O tema da semana: viver mais anos
Publicado na “Nature Medicine”, de 24 de Fevereiro, o artigo “Padrões e tendências globais na incidência e mortalidade do cancro da mama em 185 países”, de Joana Kim e colegas, merece o meu destaque esta semana. As actualizações das estimativas, actuais e projectadas, da carga de doença são essenciais para monitorizar o sucesso no controlo do cancro da mama. Os investigadores estudaram a carga global actual (2022) e futura (2050) do cancro da mama feminino, em geral e por grupo etário, em 185 países, e a tendência a 10 anos nas taxas de incidência e mortalidade em 50 e 46 países, respectivamente. Globalmente, ocorreram 2,3 milhões de novos casos e 670.000 mortes por cancro de mama feminino, em 2022. As taxas anuais aumentaram 1 a 5% em metade dos países. As taxas de mortalidade diminuíram em 29 países com “Índice de Desenvolvimento Humano” (IDH) muito alto. Até 2050, os novos casos e as mortes aumentarão 38% e 68%, respectivamente, tendo um impacto desproporcional nos países com baixo IDH.

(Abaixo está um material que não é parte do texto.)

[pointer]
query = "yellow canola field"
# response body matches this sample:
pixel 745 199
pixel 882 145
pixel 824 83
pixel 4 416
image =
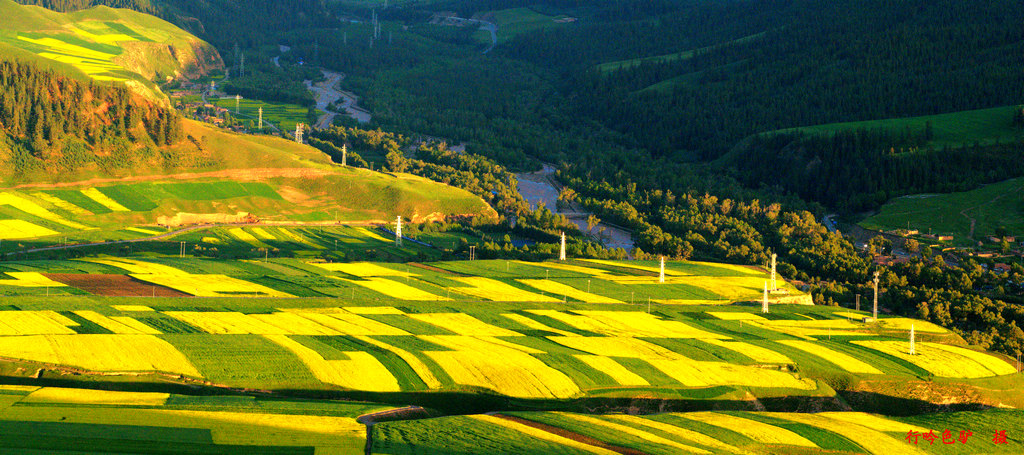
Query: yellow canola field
pixel 759 354
pixel 373 235
pixel 211 285
pixel 463 324
pixel 628 264
pixel 360 372
pixel 536 325
pixel 30 280
pixel 199 285
pixel 19 229
pixel 361 270
pixel 500 366
pixel 130 308
pixel 349 324
pixel 616 346
pixel 242 235
pixel 556 288
pixel 542 435
pixel 626 429
pixel 421 369
pixel 873 441
pixel 298 238
pixel 374 309
pixel 627 324
pixel 261 234
pixel 62 46
pixel 762 432
pixel 34 209
pixel 495 290
pixel 608 366
pixel 35 323
pixel 93 397
pixel 841 360
pixel 121 325
pixel 60 203
pixel 100 353
pixel 677 431
pixel 736 316
pixel 104 200
pixel 936 360
pixel 567 267
pixel 394 289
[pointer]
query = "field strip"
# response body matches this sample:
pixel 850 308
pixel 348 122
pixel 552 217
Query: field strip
pixel 537 325
pixel 103 200
pixel 94 397
pixel 360 372
pixel 542 435
pixel 35 210
pixel 613 369
pixel 759 354
pixel 760 431
pixel 557 288
pixel 100 353
pixel 619 427
pixel 848 363
pixel 873 441
pixel 19 229
pixel 463 324
pixel 394 289
pixel 421 369
pixel 695 437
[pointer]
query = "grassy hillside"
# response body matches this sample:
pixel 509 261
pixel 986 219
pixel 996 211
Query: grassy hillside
pixel 107 44
pixel 982 126
pixel 984 209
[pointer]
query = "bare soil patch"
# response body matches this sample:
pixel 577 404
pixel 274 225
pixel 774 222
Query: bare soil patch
pixel 115 285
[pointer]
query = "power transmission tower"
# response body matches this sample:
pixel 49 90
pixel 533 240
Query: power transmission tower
pixel 875 311
pixel 911 340
pixel 397 232
pixel 764 299
pixel 561 252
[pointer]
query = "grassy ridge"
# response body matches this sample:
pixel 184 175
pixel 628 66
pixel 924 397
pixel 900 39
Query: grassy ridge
pixel 105 44
pixel 983 126
pixel 992 206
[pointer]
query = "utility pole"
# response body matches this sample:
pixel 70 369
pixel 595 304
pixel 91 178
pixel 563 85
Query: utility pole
pixel 397 232
pixel 875 311
pixel 764 300
pixel 911 340
pixel 660 274
pixel 561 252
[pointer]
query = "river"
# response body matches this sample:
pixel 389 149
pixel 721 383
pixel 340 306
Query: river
pixel 541 187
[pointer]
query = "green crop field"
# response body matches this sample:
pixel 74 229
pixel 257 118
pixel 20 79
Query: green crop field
pixel 282 115
pixel 987 208
pixel 967 127
pixel 731 432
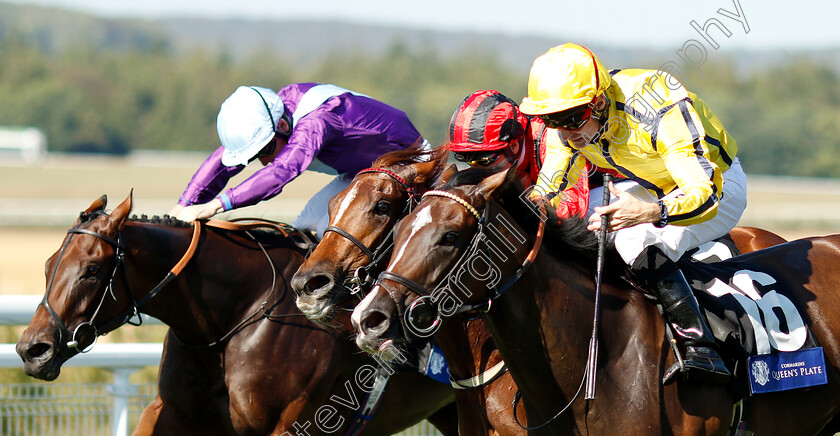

Na edição de 19 de Fevereiro de 2025 da mesma revista, o artigo “Integrating the environmental and genetic architectures of aging and mortality”, de M. Austin Argentieri e colegas mostrou (mais uma vez) como os estilos de vida influenciam o envelhecimento saudável e a mortalidade prematura. Já o “The Economist”, do mesmo dia, trouxe um artigo deveras interessante, intitulado “Pessoas solitárias têm vidas mais curtas?”. Deste artigo destaco um gráfico muito bem conseguido, com os factores que aumentam, e diminuem o risco de mortalidade (precoce).
Factores que reduzem a mortalidade precoce, são:
Ser ex-fumador
a Ingestão moderada de queijo
Frequentar um ginásio
Atividade Física moderada
O número de pessoas em casa
Viver com um parceiro
Anos de instrução (ter frequentado o ensino mais anos)
Ter um emprego
Rendimento familiar
Mais ou menos, podemos fazer algo para melhorar cada um destes factores, e com isso, segundo os autores, viver mais anos.
A homenagem da semana: ter mais vida nos anos
Já aqui escrevi sobre o contributo de cada determinante da saúde, para a saúde da população. Os estudos mostram que os determinantes da saúde mais relevantes são:
- O comportamento individual, o determinante de saúde mais importante, é responsável por 36% do estado de saúde, aqui inclui-se o exercício físico, a alimentação, o tabaco, o consumo de álcool, o comportamento sexual ou o sono.
- os factores sociais, que determinam 24% do estado de saúde de uma população, incluem o rendimento, emprego ou a educação.
- Genética e biologia, transmitidos pelos nossos pais, determinam as nossas características físicas, e riscos em saúde, e são responsáveis por 22% do nosso estado de saúde.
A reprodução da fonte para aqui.